Why UTF-8/16 character encodings?

Sat May 25 04:20:51 PDT 2013

On 05/25/2013 05:56 AM, H. S. Teoh wrote:
> On Fri, May 24, 2013 at 08:45:56PM -0700, Walter Bright wrote:
>> On 5/24/2013 7:16 PM, Manu wrote:
>>> So when we define operators for u × v and a · b, or maybe n²? ;)
>>
>> Oh, how I want to do that. But I still think the world hasn't
>> completely caught up with Unicode yet.
>
> That would be most awesome!
>
> Though it does raise the issue of how parsing would work, 'cos you
> either have to assign a fixed precedence to each of these operators (and
> there are a LOT of them in Unicode!),

I think this is what eg. fortress is doing.

> or allow user-defined operators
> with custom precedence and associativity,

This is what eg. Haskell, Coq are doing.
(Though Coq has the advantage of not allowing forward references, and 
hence inline parser customization is straighforward in Coq.)

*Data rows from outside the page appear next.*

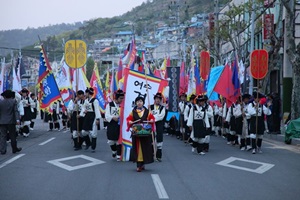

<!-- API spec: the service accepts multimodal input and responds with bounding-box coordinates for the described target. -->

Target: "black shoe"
[74,146,82,151]
[1,150,6,155]
[13,147,22,154]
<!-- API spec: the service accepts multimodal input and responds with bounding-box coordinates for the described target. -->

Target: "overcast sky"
[0,0,147,31]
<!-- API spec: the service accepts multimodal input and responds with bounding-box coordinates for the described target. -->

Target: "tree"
[198,0,286,94]
[281,0,300,120]
[135,21,143,36]
[198,2,253,66]
[86,56,95,81]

> which means nightmare for the
> parser (it has to adapt itself to new operators as the code is
> parsed/analysed,

It would be easier on the parsing side, since the parser would not fully 
parse expressions. Semantic analysis would resolve precedences. This is 
quite simple, and the current way the parser resolves operator 
precedences is less efficient anyways.

> which then leads to issues with what happens if two
> different modules define the same operator with conflicting precedence /
> associativity).
>

This would probably be an error without explicit disambiguation, or 
follow the usual disambiguation rules. (trying all possibilities appears 
to be exponential in the number of conflicting operators in an 
expression in the worst case though.)